Segundo a vítima, após não conseguir entrar no ônibus, ele se dirigiu a estação mais próxima de  trem para chegar ao trabalho, onde foi acolhido por funcionários da Companhia Paulista de Trens Metropolitanos (CPTM), que o apoiaram a formalizar a denúncia coletando informações sobre a placa do ônibus.

Prefeitura e SPTrans se posicionam sobre o caso

Em nota enviada à Alma Preta, a Secretaria de Mobilidade Urbana e Transporte (SMT) de São Paulo e a SPTrans lamentaram o caso de discriminação e afirmaram que medidas estão sendo tomadas.
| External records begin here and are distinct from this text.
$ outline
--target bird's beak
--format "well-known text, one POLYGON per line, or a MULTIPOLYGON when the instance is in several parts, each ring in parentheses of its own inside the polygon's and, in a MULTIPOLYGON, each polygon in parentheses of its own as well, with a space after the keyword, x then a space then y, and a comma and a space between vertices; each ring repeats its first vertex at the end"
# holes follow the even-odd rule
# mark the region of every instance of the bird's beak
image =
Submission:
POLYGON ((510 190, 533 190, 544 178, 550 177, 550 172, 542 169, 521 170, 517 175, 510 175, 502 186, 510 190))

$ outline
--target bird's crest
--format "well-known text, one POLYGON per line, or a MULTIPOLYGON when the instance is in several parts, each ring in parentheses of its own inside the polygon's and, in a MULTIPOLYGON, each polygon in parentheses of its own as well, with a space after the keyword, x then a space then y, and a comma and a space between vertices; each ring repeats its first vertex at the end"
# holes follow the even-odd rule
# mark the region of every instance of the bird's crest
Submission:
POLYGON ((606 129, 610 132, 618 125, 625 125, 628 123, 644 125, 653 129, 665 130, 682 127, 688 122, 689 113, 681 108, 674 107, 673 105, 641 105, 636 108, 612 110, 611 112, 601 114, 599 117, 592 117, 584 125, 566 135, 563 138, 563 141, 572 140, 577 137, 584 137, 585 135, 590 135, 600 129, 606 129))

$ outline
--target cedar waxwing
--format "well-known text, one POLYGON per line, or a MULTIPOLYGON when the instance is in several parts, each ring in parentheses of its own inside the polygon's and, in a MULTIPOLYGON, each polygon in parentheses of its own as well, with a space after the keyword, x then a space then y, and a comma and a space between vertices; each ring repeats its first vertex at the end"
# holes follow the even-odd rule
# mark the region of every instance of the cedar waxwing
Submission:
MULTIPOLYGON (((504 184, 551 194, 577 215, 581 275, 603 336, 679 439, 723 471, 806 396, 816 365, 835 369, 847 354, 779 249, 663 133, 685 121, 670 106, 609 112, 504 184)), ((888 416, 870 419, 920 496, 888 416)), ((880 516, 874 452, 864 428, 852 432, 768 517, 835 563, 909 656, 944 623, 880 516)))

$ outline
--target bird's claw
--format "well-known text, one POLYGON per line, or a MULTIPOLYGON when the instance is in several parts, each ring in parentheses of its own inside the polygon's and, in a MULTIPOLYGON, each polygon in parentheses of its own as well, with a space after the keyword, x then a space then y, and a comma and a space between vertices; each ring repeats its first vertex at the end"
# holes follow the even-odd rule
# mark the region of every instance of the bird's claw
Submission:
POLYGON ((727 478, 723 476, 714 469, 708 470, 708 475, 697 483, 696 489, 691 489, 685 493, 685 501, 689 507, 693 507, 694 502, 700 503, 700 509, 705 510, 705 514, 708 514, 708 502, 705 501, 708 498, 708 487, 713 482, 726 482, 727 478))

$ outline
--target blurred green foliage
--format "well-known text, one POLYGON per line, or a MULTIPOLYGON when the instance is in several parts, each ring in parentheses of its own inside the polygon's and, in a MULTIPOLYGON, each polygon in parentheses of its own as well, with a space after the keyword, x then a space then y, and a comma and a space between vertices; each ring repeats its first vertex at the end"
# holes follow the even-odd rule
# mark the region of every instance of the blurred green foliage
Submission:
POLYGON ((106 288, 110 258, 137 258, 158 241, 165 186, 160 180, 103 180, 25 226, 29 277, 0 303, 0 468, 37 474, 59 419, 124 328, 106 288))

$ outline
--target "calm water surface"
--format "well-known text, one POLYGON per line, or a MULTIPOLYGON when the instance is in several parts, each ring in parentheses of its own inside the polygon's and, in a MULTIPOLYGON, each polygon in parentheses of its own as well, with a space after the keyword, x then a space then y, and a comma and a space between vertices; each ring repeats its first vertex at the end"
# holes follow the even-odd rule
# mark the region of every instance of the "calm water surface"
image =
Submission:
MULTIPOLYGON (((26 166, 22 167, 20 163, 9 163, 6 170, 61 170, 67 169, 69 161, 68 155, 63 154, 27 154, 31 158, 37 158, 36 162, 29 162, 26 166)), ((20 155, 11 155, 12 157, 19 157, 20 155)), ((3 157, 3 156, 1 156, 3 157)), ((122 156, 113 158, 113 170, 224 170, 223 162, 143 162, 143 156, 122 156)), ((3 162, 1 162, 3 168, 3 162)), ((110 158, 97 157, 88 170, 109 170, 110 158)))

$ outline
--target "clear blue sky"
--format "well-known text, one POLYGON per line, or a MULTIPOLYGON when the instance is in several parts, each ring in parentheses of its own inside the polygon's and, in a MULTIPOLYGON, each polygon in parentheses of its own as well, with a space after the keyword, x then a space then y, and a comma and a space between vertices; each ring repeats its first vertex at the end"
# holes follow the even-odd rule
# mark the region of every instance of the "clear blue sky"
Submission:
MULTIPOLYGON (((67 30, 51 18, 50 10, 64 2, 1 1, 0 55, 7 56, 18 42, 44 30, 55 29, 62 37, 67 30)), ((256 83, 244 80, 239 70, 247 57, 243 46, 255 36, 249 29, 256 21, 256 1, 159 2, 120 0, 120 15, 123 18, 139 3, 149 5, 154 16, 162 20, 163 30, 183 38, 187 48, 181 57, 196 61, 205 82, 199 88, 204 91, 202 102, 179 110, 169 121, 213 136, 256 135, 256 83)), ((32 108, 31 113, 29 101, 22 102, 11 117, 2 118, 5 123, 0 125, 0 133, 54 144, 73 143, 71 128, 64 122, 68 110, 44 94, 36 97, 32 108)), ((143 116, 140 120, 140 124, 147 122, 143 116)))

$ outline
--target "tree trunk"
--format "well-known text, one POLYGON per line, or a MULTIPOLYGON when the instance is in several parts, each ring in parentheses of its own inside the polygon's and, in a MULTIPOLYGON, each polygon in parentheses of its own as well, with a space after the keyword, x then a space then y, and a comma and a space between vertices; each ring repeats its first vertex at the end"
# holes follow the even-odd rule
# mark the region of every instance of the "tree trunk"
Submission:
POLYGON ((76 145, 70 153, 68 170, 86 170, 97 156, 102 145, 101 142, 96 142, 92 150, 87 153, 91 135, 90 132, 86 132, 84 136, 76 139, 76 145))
“Repudiamos veementemente casos de discriminação no transporte público. A concessionária responsável pela linha foi notificada do caso e tomará as medidas cabíveis”, declararam a SMT e a SPTrans. 

Os órgãos também destacam os canais de denúncia oferecidos pela Prefeitura de São Paulo, por meio da Central 156, que pode ser acessada pelo telefone ou pelo site. Segundo a nota, “as informações fornecidas na denúncia poderão colaborar com as investigações conduzidas pelas autoridades policiais.”

A SPTrans informou ainda que realiza campanhas educativas sobre tolerância e respeito nos ônibus municipais.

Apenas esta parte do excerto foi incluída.